I am programming an app for disaster response.
I have a leaflet map there, and I want to display cell towers,
so that we can align the directional antenna directly to the mast
(maybe automatically in the future by adjusting the antenna by signal strength)
Now in my experimenent I have a weird phenomenon:
If I compare the OpenCellId data in Germany with the official data from “Bundesnetzagentur”,
there seem to a huge (!) difference.
Any ideas on that?
BTW: I get an image upload error, when I try to attach images …
I am also seeing image attach errors. I am new here, so am still trying to figure out why. No answer for you yet on that one, though I suspect may have something to do with seniority on the forum.
The OpenCellID data is derived from measurements. The signal strength of those measurements can be affected by many things, not all of which the subsequent calculations to determine tower location would be aware of. There may also be an insufficient number of measurements, and/or insufficient physical location diversity.

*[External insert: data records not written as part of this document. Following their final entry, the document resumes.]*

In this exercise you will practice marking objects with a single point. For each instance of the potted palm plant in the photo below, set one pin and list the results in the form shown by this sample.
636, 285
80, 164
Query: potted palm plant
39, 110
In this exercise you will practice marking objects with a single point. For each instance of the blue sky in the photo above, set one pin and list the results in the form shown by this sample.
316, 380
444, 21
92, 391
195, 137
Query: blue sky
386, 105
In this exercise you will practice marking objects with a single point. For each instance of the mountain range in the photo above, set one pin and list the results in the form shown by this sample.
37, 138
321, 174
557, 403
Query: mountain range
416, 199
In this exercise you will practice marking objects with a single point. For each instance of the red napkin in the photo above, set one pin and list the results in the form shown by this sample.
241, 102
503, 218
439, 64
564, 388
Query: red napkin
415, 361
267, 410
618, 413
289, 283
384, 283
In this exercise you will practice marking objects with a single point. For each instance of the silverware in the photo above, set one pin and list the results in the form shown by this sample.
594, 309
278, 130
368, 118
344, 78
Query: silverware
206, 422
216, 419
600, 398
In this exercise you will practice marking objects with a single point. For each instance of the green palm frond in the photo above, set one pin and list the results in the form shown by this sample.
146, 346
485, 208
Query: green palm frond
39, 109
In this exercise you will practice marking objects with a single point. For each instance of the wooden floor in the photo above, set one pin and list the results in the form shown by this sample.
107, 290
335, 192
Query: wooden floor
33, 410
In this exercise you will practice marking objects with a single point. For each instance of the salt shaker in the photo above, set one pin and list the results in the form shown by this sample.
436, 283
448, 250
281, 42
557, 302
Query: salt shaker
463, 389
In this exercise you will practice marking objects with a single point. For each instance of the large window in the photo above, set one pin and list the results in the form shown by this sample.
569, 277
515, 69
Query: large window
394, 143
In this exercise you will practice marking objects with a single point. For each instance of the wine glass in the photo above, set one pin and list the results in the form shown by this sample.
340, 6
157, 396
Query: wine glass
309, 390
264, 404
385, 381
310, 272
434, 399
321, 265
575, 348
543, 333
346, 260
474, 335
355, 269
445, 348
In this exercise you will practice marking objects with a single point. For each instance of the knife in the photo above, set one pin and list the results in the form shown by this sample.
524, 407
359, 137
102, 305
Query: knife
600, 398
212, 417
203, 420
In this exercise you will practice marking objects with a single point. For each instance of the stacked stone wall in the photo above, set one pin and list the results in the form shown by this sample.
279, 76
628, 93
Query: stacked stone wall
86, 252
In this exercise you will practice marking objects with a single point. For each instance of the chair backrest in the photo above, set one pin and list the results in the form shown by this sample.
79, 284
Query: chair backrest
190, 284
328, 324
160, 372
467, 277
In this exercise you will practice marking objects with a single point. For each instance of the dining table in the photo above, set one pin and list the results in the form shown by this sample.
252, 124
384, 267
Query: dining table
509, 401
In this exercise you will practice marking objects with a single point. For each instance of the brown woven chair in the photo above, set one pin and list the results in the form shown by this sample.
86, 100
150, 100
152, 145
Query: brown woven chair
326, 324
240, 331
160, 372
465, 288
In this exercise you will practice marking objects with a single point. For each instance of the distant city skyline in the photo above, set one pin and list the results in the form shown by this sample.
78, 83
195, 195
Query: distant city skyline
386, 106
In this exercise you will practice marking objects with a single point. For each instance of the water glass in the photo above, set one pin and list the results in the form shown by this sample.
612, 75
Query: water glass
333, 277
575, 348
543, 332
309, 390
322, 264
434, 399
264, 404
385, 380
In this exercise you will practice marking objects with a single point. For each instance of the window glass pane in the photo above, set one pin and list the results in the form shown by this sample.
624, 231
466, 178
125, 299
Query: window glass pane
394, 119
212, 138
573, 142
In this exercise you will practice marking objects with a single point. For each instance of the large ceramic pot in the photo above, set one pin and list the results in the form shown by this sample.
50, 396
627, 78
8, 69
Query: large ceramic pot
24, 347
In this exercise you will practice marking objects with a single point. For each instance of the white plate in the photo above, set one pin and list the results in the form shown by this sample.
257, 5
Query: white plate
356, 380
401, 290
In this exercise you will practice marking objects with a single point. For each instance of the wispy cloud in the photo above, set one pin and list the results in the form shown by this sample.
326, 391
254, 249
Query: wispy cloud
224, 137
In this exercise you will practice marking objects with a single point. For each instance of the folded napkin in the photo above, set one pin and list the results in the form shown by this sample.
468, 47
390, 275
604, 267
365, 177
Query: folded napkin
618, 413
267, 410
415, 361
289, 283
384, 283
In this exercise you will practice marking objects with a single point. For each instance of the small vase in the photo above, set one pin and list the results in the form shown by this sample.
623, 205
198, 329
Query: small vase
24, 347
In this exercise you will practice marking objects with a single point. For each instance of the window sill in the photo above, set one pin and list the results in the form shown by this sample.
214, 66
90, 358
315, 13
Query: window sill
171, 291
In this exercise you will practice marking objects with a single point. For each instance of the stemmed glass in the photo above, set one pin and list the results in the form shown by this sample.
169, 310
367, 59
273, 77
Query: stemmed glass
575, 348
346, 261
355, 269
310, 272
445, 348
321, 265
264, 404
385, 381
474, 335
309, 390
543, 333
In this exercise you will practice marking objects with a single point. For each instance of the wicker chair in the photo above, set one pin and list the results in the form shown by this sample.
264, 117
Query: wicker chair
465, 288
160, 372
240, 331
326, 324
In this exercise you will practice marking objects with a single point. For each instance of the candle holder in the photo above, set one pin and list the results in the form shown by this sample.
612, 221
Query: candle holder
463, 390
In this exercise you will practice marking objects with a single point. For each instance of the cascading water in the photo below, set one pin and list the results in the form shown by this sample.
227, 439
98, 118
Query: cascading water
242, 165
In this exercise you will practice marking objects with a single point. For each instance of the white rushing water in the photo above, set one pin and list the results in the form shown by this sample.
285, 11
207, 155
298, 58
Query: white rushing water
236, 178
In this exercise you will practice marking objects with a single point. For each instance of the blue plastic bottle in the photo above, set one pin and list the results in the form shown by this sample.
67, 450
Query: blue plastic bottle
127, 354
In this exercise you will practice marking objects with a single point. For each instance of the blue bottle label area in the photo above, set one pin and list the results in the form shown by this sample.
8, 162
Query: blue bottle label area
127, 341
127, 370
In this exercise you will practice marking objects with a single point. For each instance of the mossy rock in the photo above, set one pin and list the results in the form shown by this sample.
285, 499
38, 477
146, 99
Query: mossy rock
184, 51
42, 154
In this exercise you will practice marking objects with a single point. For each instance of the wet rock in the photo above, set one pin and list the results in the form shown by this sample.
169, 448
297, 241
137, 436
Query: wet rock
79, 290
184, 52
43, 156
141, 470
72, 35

So the derived locations are best guesses based on available data, and can be subject to error of as much as several kilometres, based on what I have observed.

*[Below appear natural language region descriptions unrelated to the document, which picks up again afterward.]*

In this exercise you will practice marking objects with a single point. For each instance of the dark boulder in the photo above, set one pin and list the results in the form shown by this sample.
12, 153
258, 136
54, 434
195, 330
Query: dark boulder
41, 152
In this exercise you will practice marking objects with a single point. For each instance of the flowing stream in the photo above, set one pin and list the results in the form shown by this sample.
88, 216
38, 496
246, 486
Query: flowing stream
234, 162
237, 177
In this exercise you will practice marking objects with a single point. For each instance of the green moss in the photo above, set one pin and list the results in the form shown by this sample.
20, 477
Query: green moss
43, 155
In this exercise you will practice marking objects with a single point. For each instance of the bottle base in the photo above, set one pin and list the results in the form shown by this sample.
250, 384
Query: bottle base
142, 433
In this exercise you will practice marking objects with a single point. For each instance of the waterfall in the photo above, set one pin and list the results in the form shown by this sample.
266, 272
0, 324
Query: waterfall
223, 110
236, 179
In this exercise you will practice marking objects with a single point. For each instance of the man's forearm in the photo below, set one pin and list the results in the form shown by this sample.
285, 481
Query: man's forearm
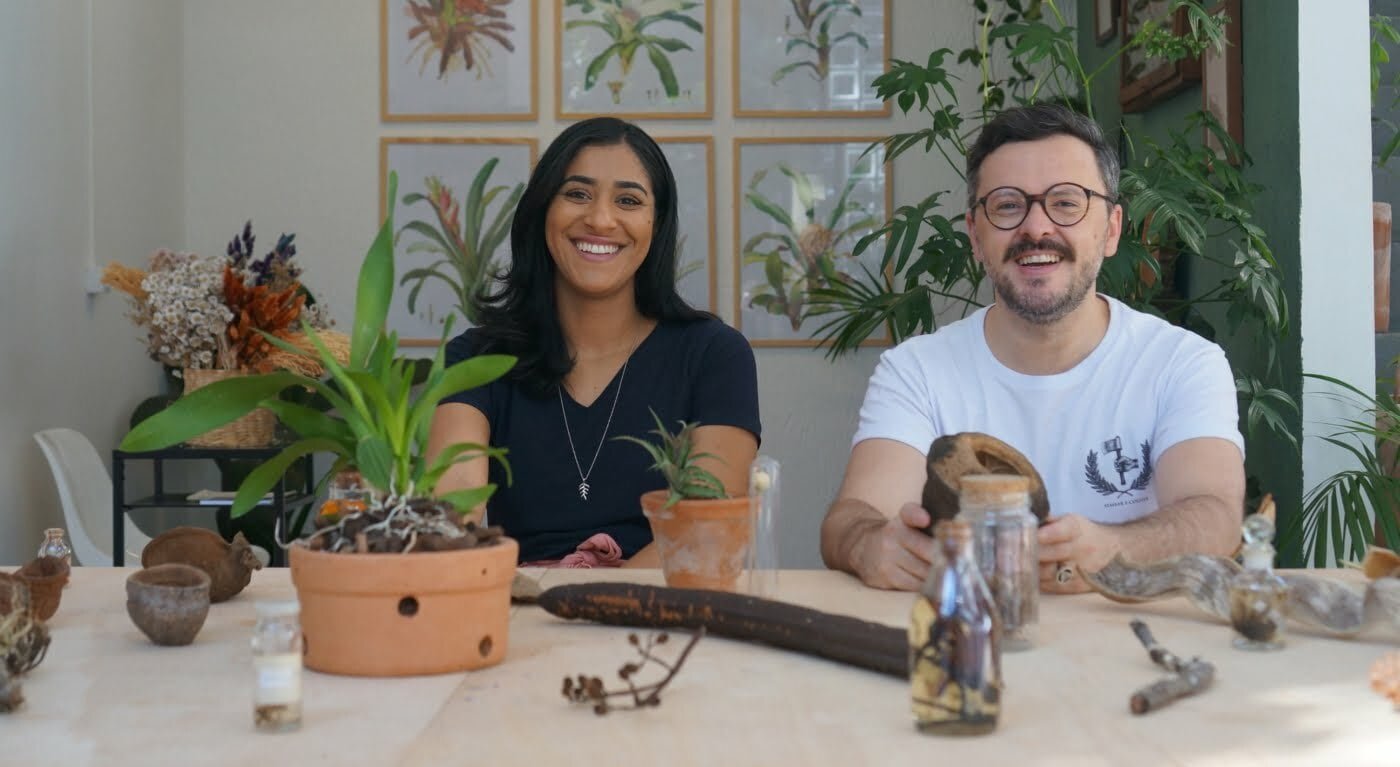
1194, 525
847, 524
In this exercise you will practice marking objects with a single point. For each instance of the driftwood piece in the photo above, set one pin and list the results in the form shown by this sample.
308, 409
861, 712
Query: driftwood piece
1187, 676
1204, 581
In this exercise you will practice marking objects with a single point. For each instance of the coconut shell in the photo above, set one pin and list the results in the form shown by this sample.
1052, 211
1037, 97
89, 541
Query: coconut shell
46, 577
969, 452
230, 566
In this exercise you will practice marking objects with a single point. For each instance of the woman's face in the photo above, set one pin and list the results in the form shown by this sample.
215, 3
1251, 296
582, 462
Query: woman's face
598, 226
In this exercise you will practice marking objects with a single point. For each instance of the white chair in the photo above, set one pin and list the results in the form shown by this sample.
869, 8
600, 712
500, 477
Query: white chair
86, 491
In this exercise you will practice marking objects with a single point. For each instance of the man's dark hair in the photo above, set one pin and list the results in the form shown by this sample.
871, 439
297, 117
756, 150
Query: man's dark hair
520, 317
1042, 121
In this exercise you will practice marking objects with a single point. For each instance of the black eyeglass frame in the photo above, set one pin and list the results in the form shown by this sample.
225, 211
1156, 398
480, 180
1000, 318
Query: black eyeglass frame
1032, 199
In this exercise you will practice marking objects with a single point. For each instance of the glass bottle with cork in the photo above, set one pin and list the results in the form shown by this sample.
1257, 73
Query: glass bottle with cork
277, 648
954, 641
1004, 545
1257, 595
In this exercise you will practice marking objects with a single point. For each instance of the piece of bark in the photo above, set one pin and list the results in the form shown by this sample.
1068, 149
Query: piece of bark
1187, 676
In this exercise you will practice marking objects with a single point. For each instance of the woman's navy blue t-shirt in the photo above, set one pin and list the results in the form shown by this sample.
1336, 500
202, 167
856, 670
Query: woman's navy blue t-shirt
695, 371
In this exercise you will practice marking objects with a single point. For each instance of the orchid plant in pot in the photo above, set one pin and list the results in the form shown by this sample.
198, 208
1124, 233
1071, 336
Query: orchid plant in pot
385, 580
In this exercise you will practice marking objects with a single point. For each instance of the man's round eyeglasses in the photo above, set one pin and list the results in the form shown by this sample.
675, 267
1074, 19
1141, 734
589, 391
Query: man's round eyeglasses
1066, 203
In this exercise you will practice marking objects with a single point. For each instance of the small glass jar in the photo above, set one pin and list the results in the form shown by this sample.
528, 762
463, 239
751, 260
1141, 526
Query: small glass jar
1004, 542
277, 648
56, 546
1257, 595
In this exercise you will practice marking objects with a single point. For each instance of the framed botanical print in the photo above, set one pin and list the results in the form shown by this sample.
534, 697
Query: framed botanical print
801, 205
809, 58
633, 58
1145, 79
692, 163
452, 223
444, 60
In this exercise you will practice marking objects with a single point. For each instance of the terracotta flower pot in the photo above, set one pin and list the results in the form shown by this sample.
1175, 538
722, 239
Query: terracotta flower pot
703, 543
405, 615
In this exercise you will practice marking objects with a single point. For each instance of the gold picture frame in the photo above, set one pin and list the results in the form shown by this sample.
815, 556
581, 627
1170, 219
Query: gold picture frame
422, 241
808, 175
791, 74
662, 80
504, 86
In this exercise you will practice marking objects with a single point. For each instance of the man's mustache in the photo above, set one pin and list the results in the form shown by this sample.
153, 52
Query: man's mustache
1028, 245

I am still trying to figure out how best to use the data.
If you have access to location data from the local German regulatory authority and/or the service provider, I would lean heavily toward that first.

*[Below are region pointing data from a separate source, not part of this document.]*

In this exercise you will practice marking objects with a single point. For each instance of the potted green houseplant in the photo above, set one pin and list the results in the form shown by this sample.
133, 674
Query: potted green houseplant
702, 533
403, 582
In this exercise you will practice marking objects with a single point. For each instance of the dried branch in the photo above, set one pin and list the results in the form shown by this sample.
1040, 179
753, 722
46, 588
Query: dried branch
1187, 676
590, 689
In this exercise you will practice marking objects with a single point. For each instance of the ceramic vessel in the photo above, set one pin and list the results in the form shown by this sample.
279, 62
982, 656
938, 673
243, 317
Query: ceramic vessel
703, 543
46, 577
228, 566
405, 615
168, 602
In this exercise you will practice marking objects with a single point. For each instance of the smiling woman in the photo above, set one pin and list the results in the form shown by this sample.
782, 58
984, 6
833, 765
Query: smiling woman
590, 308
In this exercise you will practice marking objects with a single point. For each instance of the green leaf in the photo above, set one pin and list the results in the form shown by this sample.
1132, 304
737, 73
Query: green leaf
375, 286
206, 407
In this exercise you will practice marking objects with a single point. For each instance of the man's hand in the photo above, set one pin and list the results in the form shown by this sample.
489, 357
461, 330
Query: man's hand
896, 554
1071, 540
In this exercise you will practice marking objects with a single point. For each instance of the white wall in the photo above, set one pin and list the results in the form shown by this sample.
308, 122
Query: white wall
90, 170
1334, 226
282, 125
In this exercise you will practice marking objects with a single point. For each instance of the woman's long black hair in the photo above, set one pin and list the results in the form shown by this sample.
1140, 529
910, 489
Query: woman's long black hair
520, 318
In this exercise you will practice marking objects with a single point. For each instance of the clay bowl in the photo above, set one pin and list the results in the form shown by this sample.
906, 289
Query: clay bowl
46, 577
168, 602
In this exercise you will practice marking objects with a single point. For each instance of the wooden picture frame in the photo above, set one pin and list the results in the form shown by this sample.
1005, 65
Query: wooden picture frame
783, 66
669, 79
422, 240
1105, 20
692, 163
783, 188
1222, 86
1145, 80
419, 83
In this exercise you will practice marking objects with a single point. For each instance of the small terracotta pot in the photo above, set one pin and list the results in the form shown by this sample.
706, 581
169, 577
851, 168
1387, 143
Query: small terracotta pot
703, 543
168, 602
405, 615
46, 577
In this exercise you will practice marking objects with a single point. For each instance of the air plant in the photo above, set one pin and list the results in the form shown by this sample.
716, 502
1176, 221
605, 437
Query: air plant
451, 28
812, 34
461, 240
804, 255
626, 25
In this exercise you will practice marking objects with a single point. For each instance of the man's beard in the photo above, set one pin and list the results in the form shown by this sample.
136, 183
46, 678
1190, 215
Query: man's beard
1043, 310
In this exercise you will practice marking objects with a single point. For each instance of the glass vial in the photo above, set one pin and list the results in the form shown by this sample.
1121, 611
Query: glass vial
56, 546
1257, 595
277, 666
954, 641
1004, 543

The problem I have found is that the data from the regulatory authority and/or service provider does not always provide enough detail about the tower, like the tower’s specific identity (cell ID, etc.) and/or generation type (UMTS, LTE, etc.).
So you may have to compare all of the data (OpenCellID, regulatory, service provider, etc.) to make some best guesses.
Scroll down to the map
Just take this little village “Wäschenbeuren” and compare it to openCellID.
It has only four (!) towers.
When i compare to cellphoneid data, there are about seventy(!) - so there is a big discrepancy …
Not really good to rely on this information in an disaster …
The OpenCellID data is crowd-sourced, so some care and consideration needs to be taken when using it for mission critical applications. This is true for any crowd-sourced data.
As I understand it, the OpenCellID data identifies cells, not just towers. A tower may have multiple cells from each service provider, and each tower may have multiple service providers. So there could be many cells from one tower, and not all those cells will be pinned to the same location since there is a significant error margin.
Also, from having examined some of the data, it appears that old cells no longer active may continue to reside in the database, which I can understand, since not easy to determine whether a previously reported cell is still active.
For example, an older UMTS cell with a specific cell ID on a specific frequency may be re-assigned with a different cell ID or shut down altogether to allow for the frequency to be re-farmed. Under such circumstances, the old cell ID remains in the database, while new cell IDs turn up.
The regulatory authority and/or service provider would have much better visibility of those sorts of activities, and would therefore have better data.
Thanks for your answer.
Yeah, the nearer to the source of data, the more precise
I don’t know how to extract the data from the following URL, otherwise I would have tried to use this openly available data for my purposes. but I don’t have the knpowledge to extract the cell tower data.
??
Man, we are here in Germany.
An the “Bundesnetzagentur” is a stage agency.
You can’t demand from a state agency - its only them that can demand, namely that we must pay our taxes … thats the rules here.